Потом Стоик выскочил на Длинный Пляж посмотреть, что творится на море, и, к его КОЛОССАЛЬНОМУ облегчению, первым, на что упал его царственный взгляд, пробившийся сквозь айсберги к открытому морю, была потрепанная и круглая, как корытце, лодочка его сына — «Решительный пингвин».

Через несколько минут нос «Решительного пингвина» уткнулся в песок. Первым из лодки выбрался Иккинг, окрашенный в какой-то странный синеватый цвет.

— ДА ЧТО ТЫ ТАКОЕ ЗАТЕЯЛ, РАЗРАЗИ ТЕБЯ ТОР? — возопил Стоик Обширный. Иккинг храбро заглянул в глаза разъяренному отцу.

— Я был на Истерии, хотел раздобыть Картошку и спасти Рыбьенога, — ответил он.

Стоик взвился до небес.

— Я ЖЕ КАТЕГОРИЧЕСКИ ЗАПРЕТИЛ ТЕБЕ ПОДОБНЫЕ ВЫХОДКИ! — взревел он. — КАК ТЫ ПОШЕЛ ОСЛУШАТЬСЯ МЕНЯ, СВОЕГО ВОЖДЯ, И РИСКОВАТЬ СВОЕЙ ЖИЗНЬЮ РАДИ ОВОЩА, КОТОРОГО ВООБЩЕ НЕ БЫВАЕТ НА СВЕТЕ! ЗАТЕЯТЬ ТАКОЙ ПОХОД — И НЕИЗВЕСТНО РАДИ ЧЕГО!

По лицу Иккинга потекли слезы.

— Картошка существует, — перебил он отца. — Она бывает на свете, потому что мы стащили ее, и за это Норберт Сумасброд чуть не оторвал нам головы, но ты прав, это и вправду было зря, потому что Картошку сожрал Злокоготь, и теперь Рыбьеног УМРЕТ.

Стоик Обширный не мог долго злиться, видя в глазах сына столь глубокое горе. Его гнев развеялся, как растаял снег под струями дождя на пляже. Стоик неуклюже похлопал Иккинга по плечу.

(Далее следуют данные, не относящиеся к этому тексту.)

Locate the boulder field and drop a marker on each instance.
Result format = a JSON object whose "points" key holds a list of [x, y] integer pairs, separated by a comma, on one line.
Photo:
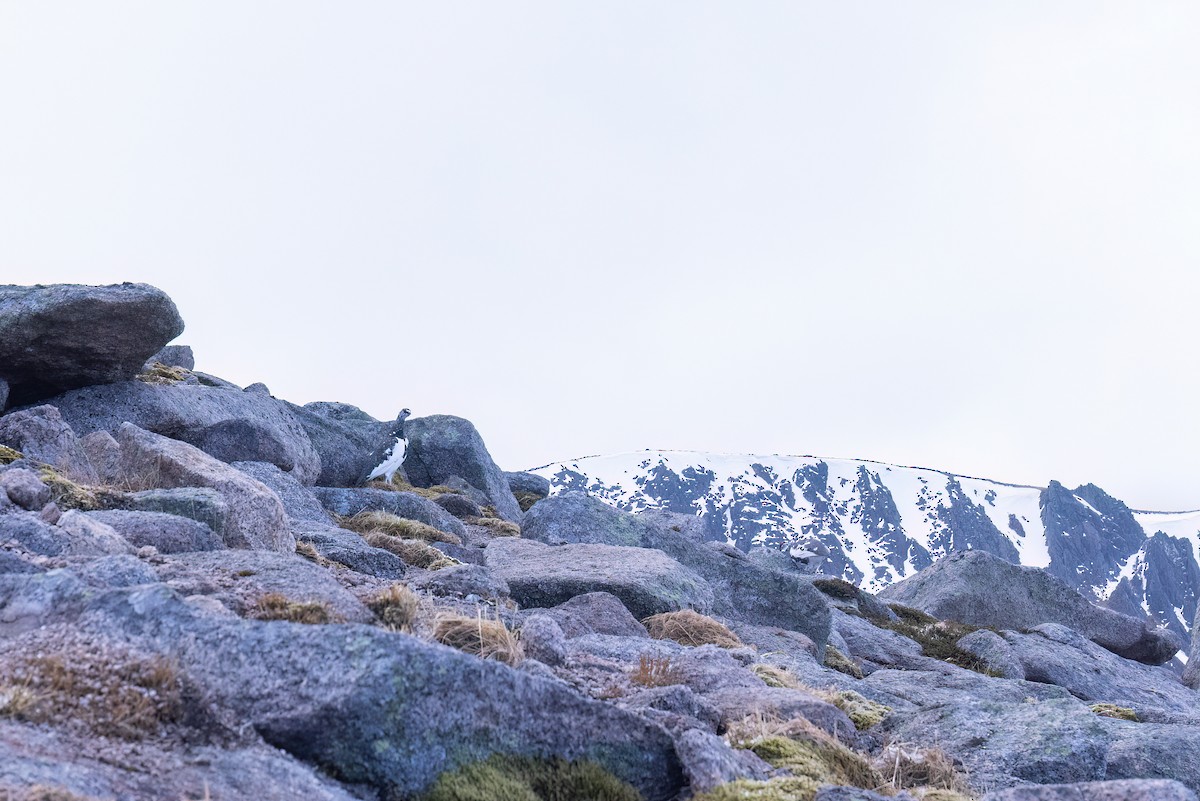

— Полно, сынок, полно, — проговорил он без особой уверенности в голосе. — Рыбьерог не умрет…

Иккинг оттолкнул отца и бросился к дому Старого Сморчка. За ним бежали Стоик Обширный, Камикадза, Беззубик и Одноглаз. Иккинг без стука распахнул дверь и ворвался внутрь.

Старый Сморчок стоял посреди комнаты и ворошил кочергой в камине.

В первый миг Иккинг не заметил Рыбьенога, но, присмотревшись, разглядел, что его друг лежит на кровати. Он был неподвижен, как покойник, а его очки покоились рядом на подушке.



У Иккинга оборвалось сердце,

А в следующее мгновение (к несказанному облегчению Иккинга) Рыбьеног сел и надел очки.